The real tale after last week’s meeting of the central bank’s rate-setting committee ― the Monetary Policy Committee (MPC) ― is not in any of the decisions taken. In spite of clear signs that changes in the level of domestic prices have refused to trend down as fast as was originally suggested by the sequence of policy tightening measures pursued by the central bank last year, the MPC held rates unchanged. As usual, numbers released by the National Bureau of Statistics (NBS) in the run up to the meeting, indicated that April’s inflation numbers were all over the place. First, there was a strengthening of headline numbers, with the year-on-year April measure up 80 basis points (12.9%) on March’s numbers.
Strong headline numbers were not supported by a change in the food index. This fell, year-on-year, from 12.2% in March to 11.6% in April. Nor, did the “core” component of the consumer price index lend a hand. The less volatile measure of domestic price changes (“All Items less Farm Produce”), weakened, again on a year-on-year basis, from the 15% at which it closed March, to 14.7% in April. Of course, the NBS had its explanation for these incongruities: “The higher year-on-year change (in the “headline” numbers) could be partly attributable to base effects as the index was relatively more stable in April of 2011”. Okay, so should we be shooting for seasonally adjusted annual average rates, going forward?

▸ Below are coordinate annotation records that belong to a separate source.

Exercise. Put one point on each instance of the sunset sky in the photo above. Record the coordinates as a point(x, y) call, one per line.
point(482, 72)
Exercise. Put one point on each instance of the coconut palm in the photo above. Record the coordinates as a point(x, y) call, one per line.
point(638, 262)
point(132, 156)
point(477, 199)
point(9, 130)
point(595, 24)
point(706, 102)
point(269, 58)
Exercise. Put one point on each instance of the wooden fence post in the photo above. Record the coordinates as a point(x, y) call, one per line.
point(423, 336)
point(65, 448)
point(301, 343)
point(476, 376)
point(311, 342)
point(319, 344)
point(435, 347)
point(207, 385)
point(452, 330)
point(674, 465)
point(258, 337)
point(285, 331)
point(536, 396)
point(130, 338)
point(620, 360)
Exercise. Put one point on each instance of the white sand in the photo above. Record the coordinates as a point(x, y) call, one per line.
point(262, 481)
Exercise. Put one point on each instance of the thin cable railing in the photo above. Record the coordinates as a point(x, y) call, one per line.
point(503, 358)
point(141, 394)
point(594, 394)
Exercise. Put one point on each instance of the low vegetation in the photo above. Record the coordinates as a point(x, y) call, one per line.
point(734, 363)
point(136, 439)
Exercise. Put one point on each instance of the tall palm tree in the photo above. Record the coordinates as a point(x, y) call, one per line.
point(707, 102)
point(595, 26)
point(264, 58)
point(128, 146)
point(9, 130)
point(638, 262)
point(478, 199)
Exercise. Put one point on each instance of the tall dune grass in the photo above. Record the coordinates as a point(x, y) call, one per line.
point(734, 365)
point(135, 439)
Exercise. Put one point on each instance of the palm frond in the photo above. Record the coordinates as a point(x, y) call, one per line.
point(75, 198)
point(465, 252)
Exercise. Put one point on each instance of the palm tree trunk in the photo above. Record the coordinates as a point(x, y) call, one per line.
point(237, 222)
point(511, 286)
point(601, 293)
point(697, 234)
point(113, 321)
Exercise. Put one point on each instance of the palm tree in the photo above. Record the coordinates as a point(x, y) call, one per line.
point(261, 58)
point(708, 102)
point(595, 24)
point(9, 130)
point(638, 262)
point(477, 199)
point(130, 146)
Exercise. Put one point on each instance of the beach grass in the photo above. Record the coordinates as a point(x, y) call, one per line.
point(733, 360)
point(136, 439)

The CBN’s decision to leave the policy rate unchanged was no less easy to understand. Everyone acknowledges that come June, as the newly agreed electricity tariffs kick-in, domestic prices (even social peace, if the unions’ stroppy response to the proposed tariff hikes is any measure) might come under severe upward pressure. The central bank even weighed in on the possibility of higher prices, by acknowledging the likely effects of higher “import tariffs on wheat and rice as well as the rising global food and energy prices”. So why not just nudge the policy rate up 25 basis points, and reinforce the apex bank’s undiminished appetite for stable prices? More so, when the CBN’s staff project headline inflation peaking at 14.5% by July.
Only one answer to all these questions. The economy! Plain and simple! Growing up, an elementary component of the discourse over the nature and purpose of our federal structure, warned the “South” against making too much of its oil reserves and the net welfare benefits arising from this. According to this sub-narrative, the symbiosis on which the Nigerian nation is built must equally recognise the importance of the “North’s” agricultural dominance to the commonweal: 70% of domestic employment, and 45% of domestic output. It’s still moot whether or not the “South” will go to bed hungry “without” “the nation’s bread basket”, but the “low intensity warfare” in the “North” is illustrating how dangerous it is to leave gravamen (however illegitimate, or earned) improperly attended to.
On the back of first quarter output growth (GDP) numbers for this year, we all should be concerned. Both oil and non-oil sector growth were down, by -2.32% and down to 7.93% (from 8.73% over the same period in 2011) respectively. Agriculture, that bastion of the economy, performed most dismally. True, the rains have been irregular up “North” this year, adding to the sector’s general woes. But by far the biggest worry is the untended farms, as the rapid deterioration in the security situation there drives croppers off their lands. As a result of this, the NBS reports that “real agricultural GDP growth in the first quarter of 2012 stood at 4.15% as against 5.54% in the corresponding period of 2011”.
If the drop off in oil sector output growth is the direct result of a tailing off of investment in the sector because would-be investors have no real handle on government’s plans for the sector (the petroleum industry bill et al.) then the problem in the agriculture sector can only get worse. Farmers, scared off their farmlands this year, means either that the harvest is not being gathered, or that no planting is happening. Indeed both scenarios might just be playing out. In which case, the more serious effect of the “insecurity” in the “North” on agriculture will only be felt next year.
Was the MPC more worried about continued slowdown in output growth, rather than volatile prices? At this point, concerns along these lines would just be splitting hairs. The more important point to make is that all is too quiet on the fiscal and governance fronts.